Women And Money
Shannon
McLay spent eight years working on trading floors. She has a business
degree and her credit score was good. But when it came time to buy a
house, she realized she had some serious blind spots. “Someone told me I
should invest the money I was saving for the down payment in ETFs, and I
didn’t know what they were. I couldn’t believe it,” McLay tells Quartz.
(ETFs are exchange-traded funds, groups of investment funds traded on stock exchanges.)
Even
more disturbing: McLay quickly realized she wasn’t alone. When she then
started working as a financial advisor, she noticed that a lot of women
didn’t understand some of the financial terms she was telling them even
though they had been working with professional advisors for years.

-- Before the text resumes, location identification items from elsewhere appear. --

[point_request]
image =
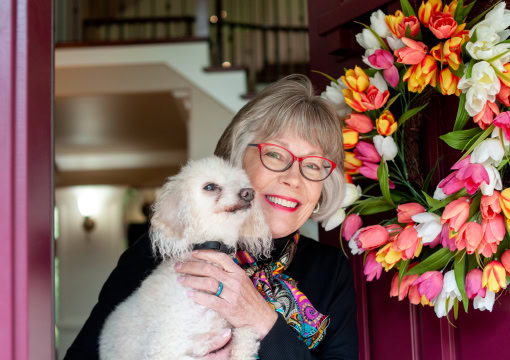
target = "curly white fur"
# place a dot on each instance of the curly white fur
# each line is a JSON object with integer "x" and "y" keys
{"x": 158, "y": 321}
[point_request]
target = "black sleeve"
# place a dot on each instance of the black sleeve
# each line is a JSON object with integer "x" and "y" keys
{"x": 341, "y": 340}
{"x": 135, "y": 264}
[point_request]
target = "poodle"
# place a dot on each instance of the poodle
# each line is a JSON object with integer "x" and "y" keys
{"x": 209, "y": 200}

“When I started meeting with pro bono clients who had no access to
financial advisors, they knew even less about what was going on with
their money,” she says. She didn’t like what she saw. “I don’t like to
see that women are behind the eight ball where financial health is
concerned.”
When she founded Financial Gym,
a company that offers financial advice to clients with less than
$250,000, in 2013, McLay started to understand just how fraught women’s
relationship can be with money. “There is a lot of fear and shame women
are feeling around their money,” McLay says. She suspects that’s in part
because she believes many women just don’t feel a connection to their
money the way many men do. “When I was starting in this business, a
colleague told me I should read Think and Grow Rich by Napoleon
Hill. The idea of growing rich didn’t connect with me—I didn’t start
this business to get rich. I started it because I saw a need,” McLay
says.
And the jargon that acts as a barrier
of entry into the financial world can be particularly off-putting to
women. “It goes back to feeling our own insecurities or shame. Women
have this idea that if we don’t totally understand something, we
shouldn’t talk about it. We’re bad at bullshitting,” McLay says. “Guys
aren’t better at the jargon, but they’re more comfortable repeating it
without understanding it.”
For women who feel
uncomfortable, it’s easier just to pass the money stuff off to someone
else. You might expect that, since millennial and Gen X women are working and earning more
than their mothers or grandmothers, they would be more eager to take
financial control, but instead, that same survey found the opposite was
true: a survey found that 59% of women 20-34 and 35-50 allowed their partners to control the finances (that number was 55% for women over 50)
.
That
can be detrimental for them in the long run. “It’s just like regular
literacy—it’s so important we understand it, or we get taken advantage
of,” McLay says. “The more financially literate you are, the more
informed the choices you make. Do I need a Roth IRA? If you don’t know
what it is, you don’t know how it applies to you.”
In the past decade, companies specifically intended to help women get a handle on their finances, such as LearnVest, Women & Money, and Basis,
have sprung up. The companies’ success indicates that there’s a demand.
Financial Gym is part of this new trend of financial literacy companies
that meet clients where they’re at; though she didn’t expressly set out
to help women, McLay has found a strong base of female customers. Women
tend to be the ones to drag their male partners in for an appointment,
she says: “Men don’t stop and ask for directions, and they don’t ask for
financial help.”
And she’s got some advice for women based on the most successful behavior she’s seen:
1. Learn the jargon.
Complex terms can be a major barrier for understanding the world of
money, McLay says. But that jargon has been the same for decades now,
and it’s worth learning. “Yes, it’s committing to [learning] another
language. But you need it to succeed in your life,” she says. There are
lots of resources out there that can help you learn in the style that
works best for you, including books, blogs, and podcasts.
2. Don’t be afraid to look dumb. Lots
of McLay’s clients feel ashamed when they don’t know something. “Why?
Where would you have learned it?” McLay asks. “You have to drop that.
You have to not be afraid of looking dumb because you don’t know. Anyone
with an advisor, ask them to explain things to you like you’re a
three-year-old. Who cares if you sit there and look dumb? It’s your
money, and it should empower you, not confuse you.”
3. Know your worth, and don’t be afraid to fight for it. “This
is the number one issue we see at the Gym—the gender pay gap. It’s
glaring. We see it in the financial pictures,” McLay says. When she
tells women they’re under-earning (they see enough financial profiles of
men and women in various industries to know the difference), women tend
to say, “’I don’t want to rock the boat.’ There’s always a storyline
for why they won’t negotiate at their job. Men mostly don’t have that
hangup,” McLay says. Fighting through that urge to always keep the peace can mean much bigger earnings in the long run.